Industri persusuan di dalam negeri terpuruk sejak kebijakan Keppres No. 2/1985 yang melindungi pengembangan peternak sapi perah rakyat dicabut oleh Inpres 4/1998. Kebijakan ini sebagai konsekuensi ditandatanganinya LoI (letter of intent) dengan Bank Dunia, pascakrisis ekonomi 1997.
Mulai saat itu, peternakan sapi perah rakyat berada pada kondisi pasar bebas. Dampak yang terjadi, ternyata sebelum krisis ekonomi 1997, produksi susu segar dalam negeri (SSDN) mampu berkontribusi 50% terhadap permintaannya, yang diproduksi oleh 235 koperasi susu.

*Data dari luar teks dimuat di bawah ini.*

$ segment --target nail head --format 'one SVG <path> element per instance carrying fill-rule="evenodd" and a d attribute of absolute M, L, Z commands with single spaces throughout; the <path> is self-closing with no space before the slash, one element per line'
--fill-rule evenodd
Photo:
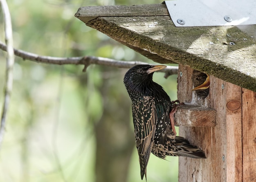
<path fill-rule="evenodd" d="M 178 19 L 177 20 L 177 22 L 179 24 L 181 25 L 184 25 L 185 24 L 185 21 L 184 20 L 182 19 Z"/>
<path fill-rule="evenodd" d="M 224 17 L 224 20 L 227 22 L 232 22 L 232 18 L 230 17 L 230 16 L 225 16 Z"/>

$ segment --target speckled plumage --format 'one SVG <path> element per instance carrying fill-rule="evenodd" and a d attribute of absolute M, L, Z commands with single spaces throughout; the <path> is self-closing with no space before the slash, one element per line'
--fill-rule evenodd
<path fill-rule="evenodd" d="M 146 176 L 151 152 L 163 159 L 166 156 L 206 158 L 202 151 L 173 134 L 169 115 L 171 101 L 162 87 L 152 80 L 154 72 L 164 68 L 135 66 L 126 72 L 124 80 L 132 101 L 141 179 L 144 174 Z"/>

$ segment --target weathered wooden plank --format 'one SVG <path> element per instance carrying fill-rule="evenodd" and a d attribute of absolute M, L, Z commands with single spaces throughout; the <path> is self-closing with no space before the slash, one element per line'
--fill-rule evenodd
<path fill-rule="evenodd" d="M 256 93 L 243 92 L 243 181 L 252 182 L 256 181 Z"/>
<path fill-rule="evenodd" d="M 211 127 L 215 125 L 216 111 L 187 103 L 180 106 L 175 115 L 175 125 L 190 127 Z"/>
<path fill-rule="evenodd" d="M 81 7 L 75 16 L 85 23 L 98 17 L 117 16 L 168 16 L 168 10 L 164 4 L 92 6 Z"/>
<path fill-rule="evenodd" d="M 163 6 L 154 4 L 152 16 L 146 13 L 146 7 L 150 9 L 148 5 L 141 5 L 139 13 L 134 6 L 119 11 L 127 16 L 101 16 L 84 22 L 156 62 L 189 65 L 256 91 L 256 26 L 177 28 L 168 15 L 164 15 Z M 77 15 L 83 20 L 90 16 L 83 15 L 90 9 L 80 9 Z M 132 15 L 133 11 L 137 15 Z"/>
<path fill-rule="evenodd" d="M 243 181 L 242 88 L 224 83 L 226 90 L 227 182 Z"/>
<path fill-rule="evenodd" d="M 180 135 L 200 146 L 206 160 L 179 158 L 179 181 L 241 182 L 242 91 L 240 87 L 210 76 L 208 96 L 201 98 L 191 90 L 195 73 L 181 64 L 178 77 L 178 99 L 216 110 L 216 125 L 211 127 L 179 127 Z M 175 116 L 175 119 L 179 116 Z"/>

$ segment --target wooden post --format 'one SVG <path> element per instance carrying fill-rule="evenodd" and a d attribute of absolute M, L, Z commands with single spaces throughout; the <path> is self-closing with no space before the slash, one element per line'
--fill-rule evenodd
<path fill-rule="evenodd" d="M 180 72 L 178 99 L 215 109 L 216 125 L 180 125 L 180 135 L 202 147 L 207 159 L 180 157 L 179 182 L 256 181 L 256 93 L 210 76 L 209 95 L 202 98 L 191 91 L 198 86 L 193 70 L 180 64 Z"/>

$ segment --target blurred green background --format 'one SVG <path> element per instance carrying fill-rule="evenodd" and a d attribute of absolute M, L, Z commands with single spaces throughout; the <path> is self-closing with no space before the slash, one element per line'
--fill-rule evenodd
<path fill-rule="evenodd" d="M 8 1 L 15 48 L 42 55 L 92 55 L 153 62 L 87 26 L 82 6 L 160 3 L 162 0 Z M 0 38 L 4 42 L 3 17 Z M 0 51 L 0 90 L 5 74 Z M 141 182 L 131 103 L 123 83 L 127 69 L 60 66 L 16 57 L 11 102 L 0 150 L 0 182 Z M 177 75 L 154 80 L 172 100 Z M 3 92 L 0 94 L 1 109 Z M 151 155 L 148 182 L 177 182 L 178 158 Z M 146 181 L 145 178 L 144 181 Z"/>

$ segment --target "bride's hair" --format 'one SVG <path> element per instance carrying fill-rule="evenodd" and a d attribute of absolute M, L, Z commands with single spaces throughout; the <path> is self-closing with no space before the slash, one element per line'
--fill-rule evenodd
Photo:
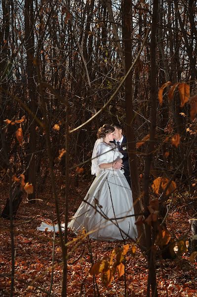
<path fill-rule="evenodd" d="M 97 138 L 104 138 L 107 134 L 113 132 L 115 128 L 109 124 L 105 124 L 102 127 L 99 128 L 97 132 Z"/>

Kini, kemampuan produksi SSDN tidak lebih dari 22,73% yang diproduksi oleh 55 koperasi susu. Sisanya, sekitar 3.392.760 ton susu diimpor dengan nilai tidak kurang dari Rp17,5 triliun per tahun. Artinya, SSDN tidak memiliki daya saing sehingga devisa negara terkuras hanya untuk impor susu guna memenuhi kebutuhan konsumsi di dalam negeri.
Susu termasuk kelompok komoditas pangan pokok bagi kehidupan manusia. Sejak puluhan tahun lalu, tagline yang sangat terkenal mengenai fungsi susu dalam menu pangan adalah “empat sehat lima sempurna”.